The SRTE’s represent an evaluation method designed at Penn State and implemented in 1985, aimed at collating feedback from students about courses and the professors who instruct them. The SRTE’s are administered by the Office of the Vice Provost for Academic Affairs. Every semester, students are encouraged to take the SRTE forms for every class, yet the anonymous nature and opportunity for honest feedback often create challenges.
In a conversation with the Vice Provost for Academic affairs, Dr. Blannie Bowen, Onward State Editor Dave Cole was able to iron out a few of the misconceptions and uncertainties about the SRTE forms we enc0unter as semesters near their conclusion. The following questions attempt to address some of these ambiguities.
OS:What kind of impact do SRTE forms specifically have on professors?
Bowen:”There are two things:
1) The forms influence promotion to full and associate professorship, and impact tenure.
2) The scores are used as faculty evaluations typically by the department heads. The comments are not technically part of the SRTE, but are summarized and used later in evaluation.”
OS: Many students claim that filling in an entire SRTE form with all 0’s or all 7’s will invalidate the form and it will be discarded. Does this occur?
Bowen: “Absolutely not. No forms are thrown out, and there is no way of controlling the forms as the process is all electronic.”

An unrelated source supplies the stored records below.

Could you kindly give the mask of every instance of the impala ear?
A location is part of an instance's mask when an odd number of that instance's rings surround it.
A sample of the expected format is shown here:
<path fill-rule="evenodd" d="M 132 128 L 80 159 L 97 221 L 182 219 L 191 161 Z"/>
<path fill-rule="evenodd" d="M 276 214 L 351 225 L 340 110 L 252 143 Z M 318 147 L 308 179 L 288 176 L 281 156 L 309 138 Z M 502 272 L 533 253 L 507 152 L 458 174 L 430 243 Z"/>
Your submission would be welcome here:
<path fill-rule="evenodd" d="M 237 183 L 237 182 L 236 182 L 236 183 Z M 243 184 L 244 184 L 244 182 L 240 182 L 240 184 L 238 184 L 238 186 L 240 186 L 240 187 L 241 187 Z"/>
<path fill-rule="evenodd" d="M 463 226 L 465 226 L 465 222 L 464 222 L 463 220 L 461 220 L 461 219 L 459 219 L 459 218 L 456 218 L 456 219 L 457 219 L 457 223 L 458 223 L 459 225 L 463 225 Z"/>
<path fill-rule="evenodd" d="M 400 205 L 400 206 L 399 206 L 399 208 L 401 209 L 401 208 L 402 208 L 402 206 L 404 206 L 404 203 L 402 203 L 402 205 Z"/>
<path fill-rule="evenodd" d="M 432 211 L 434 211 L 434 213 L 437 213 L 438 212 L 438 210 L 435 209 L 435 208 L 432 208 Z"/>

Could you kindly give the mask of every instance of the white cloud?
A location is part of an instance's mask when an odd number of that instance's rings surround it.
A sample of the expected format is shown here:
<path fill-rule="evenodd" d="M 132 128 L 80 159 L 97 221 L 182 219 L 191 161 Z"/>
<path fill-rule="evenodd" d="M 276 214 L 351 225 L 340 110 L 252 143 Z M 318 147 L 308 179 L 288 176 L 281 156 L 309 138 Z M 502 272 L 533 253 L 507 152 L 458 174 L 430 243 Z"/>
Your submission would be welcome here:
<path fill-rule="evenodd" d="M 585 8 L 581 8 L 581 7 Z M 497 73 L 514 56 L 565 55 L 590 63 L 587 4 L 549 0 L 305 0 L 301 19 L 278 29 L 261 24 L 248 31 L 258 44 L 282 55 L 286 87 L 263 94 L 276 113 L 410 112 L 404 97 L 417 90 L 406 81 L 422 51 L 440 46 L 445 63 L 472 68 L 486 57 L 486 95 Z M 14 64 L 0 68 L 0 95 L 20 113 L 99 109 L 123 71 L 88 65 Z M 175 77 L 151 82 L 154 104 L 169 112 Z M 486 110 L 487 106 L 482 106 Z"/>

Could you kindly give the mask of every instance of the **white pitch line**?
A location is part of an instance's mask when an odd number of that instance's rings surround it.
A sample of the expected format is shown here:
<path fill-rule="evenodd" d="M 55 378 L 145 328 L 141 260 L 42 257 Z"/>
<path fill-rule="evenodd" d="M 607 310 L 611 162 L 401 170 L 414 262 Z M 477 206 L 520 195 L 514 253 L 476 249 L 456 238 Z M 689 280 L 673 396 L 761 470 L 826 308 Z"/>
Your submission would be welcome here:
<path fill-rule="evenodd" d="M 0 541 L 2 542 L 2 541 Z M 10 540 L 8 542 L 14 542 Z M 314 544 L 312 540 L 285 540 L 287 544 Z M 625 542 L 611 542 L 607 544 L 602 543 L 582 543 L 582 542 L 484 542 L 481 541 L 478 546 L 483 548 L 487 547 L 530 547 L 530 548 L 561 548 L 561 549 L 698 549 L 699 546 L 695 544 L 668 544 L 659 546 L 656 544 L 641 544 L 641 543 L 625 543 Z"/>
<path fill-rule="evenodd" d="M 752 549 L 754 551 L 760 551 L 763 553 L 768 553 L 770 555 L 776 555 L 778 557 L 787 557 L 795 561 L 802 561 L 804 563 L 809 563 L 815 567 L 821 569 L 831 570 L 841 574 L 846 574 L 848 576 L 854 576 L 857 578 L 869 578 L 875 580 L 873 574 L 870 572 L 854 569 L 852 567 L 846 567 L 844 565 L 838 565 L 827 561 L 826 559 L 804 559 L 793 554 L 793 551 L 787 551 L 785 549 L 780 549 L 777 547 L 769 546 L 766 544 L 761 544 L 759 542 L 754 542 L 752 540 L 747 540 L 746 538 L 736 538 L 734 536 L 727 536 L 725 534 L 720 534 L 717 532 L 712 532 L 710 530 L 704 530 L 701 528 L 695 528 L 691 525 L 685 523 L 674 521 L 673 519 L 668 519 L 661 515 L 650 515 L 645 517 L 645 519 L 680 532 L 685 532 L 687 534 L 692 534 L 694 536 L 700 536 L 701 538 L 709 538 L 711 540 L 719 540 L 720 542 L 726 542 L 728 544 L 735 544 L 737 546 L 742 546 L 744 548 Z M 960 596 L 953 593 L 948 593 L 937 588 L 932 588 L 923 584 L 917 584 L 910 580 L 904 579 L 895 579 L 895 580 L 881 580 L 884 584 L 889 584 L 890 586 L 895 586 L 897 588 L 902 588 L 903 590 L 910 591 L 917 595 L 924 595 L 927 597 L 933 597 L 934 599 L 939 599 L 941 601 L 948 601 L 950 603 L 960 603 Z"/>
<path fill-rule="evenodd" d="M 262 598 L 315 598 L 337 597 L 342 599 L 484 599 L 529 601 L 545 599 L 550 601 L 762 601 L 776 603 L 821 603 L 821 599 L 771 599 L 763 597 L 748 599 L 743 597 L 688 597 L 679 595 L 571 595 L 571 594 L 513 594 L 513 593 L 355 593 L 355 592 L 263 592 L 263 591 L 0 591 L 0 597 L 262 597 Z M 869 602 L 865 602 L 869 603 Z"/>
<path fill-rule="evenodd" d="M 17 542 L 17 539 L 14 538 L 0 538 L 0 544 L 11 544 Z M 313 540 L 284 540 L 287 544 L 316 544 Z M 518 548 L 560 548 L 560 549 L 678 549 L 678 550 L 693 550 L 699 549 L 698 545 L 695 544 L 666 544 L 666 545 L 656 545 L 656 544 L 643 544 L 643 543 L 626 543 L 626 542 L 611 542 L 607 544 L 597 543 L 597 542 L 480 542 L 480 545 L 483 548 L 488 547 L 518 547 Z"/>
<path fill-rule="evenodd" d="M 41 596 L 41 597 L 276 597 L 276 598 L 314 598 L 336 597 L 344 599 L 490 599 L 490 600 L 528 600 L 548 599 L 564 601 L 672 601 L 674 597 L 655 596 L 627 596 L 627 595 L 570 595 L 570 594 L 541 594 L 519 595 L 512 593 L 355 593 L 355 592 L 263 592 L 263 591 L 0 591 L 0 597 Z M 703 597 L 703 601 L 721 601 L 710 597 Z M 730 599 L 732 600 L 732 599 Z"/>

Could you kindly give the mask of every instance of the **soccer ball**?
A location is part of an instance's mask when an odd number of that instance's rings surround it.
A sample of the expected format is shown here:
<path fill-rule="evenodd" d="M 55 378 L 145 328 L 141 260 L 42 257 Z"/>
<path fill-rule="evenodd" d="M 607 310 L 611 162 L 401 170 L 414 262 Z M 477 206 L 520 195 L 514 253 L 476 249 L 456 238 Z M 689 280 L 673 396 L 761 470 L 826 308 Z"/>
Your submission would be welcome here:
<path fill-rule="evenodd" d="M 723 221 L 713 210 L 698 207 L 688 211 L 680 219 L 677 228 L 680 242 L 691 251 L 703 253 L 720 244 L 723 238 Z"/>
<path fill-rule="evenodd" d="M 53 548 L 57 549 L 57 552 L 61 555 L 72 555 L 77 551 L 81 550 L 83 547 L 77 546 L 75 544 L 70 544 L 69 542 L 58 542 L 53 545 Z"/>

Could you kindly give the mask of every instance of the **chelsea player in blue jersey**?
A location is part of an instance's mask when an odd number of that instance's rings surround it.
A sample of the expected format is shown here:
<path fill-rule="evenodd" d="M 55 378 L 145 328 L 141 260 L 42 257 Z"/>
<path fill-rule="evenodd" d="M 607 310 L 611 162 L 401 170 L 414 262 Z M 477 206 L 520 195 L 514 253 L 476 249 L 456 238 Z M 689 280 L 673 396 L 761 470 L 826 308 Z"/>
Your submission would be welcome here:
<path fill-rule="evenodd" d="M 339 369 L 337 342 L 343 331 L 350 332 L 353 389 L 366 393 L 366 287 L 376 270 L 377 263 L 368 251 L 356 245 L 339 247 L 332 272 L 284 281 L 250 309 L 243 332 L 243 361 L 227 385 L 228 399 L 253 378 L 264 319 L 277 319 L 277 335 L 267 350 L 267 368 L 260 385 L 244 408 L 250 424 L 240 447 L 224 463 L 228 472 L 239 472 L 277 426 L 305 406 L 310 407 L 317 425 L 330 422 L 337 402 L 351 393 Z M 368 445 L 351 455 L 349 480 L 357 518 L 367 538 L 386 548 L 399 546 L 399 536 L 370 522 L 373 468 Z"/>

OS: Just how anonymous are the SRTE forms, and can professors have access to the results before final grades are given?
Bowen: “Professors never have access to individual scores, only given access to a summary of scores, which includes the mean scores, and a total number of completed forms.” Deans and department heads are subject to the same evaluation forms by faculty.
OS: The SRTE website answers this question vaguely; can professors offer incentives for participation?
Bowen: “We don’t encourage faculty to offer incentives. Additionally, there are no ways to offer incentives since professors have no way to see who completes the forms.” Now that the forms are online, faculty don’t even have the opportunity to reward students for showing up to class on the day of the SRTE.
OS: How has the transition to online SRTE forms affected participation?
Bowen: “Participation has been a little lower, but not as low as you might think.” Dr. Bowen directed me to a 2010 report by the Senate Committee on Faculty Affairs addressing the participation of forms, addressed two possible concerns about transitioning SRTE forms online.
1) A possible decrease in response rates which could undermine confidence in the results obtained; and, 2) a possible bias in the outcome due to the change in the population of the students providing responses. In addressing these concerns, the report found that; ” Examination of the results obtained thus far via the online SRTE Project suggests that while the second concern may not be warranted, the first concern seems justified. Both the decrease in response rates and absolute rate itself are problematic.
OS: Do professors believe that the system is an accurate way to gauge performance?
Bowen: “Most proffessors feel that the system is accurate. There are multiple ways that performance is gauged, and SRTE’s are just one part.” Dr. Bowen emphasized the importance of written comments and other evaluation methods as numbers alone may not tell the whole story.
OS:What feedback have you heard from faculty about outside evaluation websites such as ratemyprofessor.com?
Bowen: “Most believe that the ratings on these sites fall under two categories; students who love the professor and those who hate the professor, without much middle ground. Whereas on the SRTE results there tends to be a much more diverse and scattered data set.”
OS: Would you consider making the SRTE results available to students who are registering for classes?
Bowen: “This would not be a good idea because the decisions impact promotion, tenure consideration, salary increases, and is a personal decision that is a private matter. The idea has been discussed, but there hasn’t been much movement.”
As you enter the final weeks of the semester and are asked to submit your SRTE scores, remember that they represent a key evaluative measure in ensuring the quality of Penn State University’s faculty, so if you do decide to take them, remember to be honest and fair.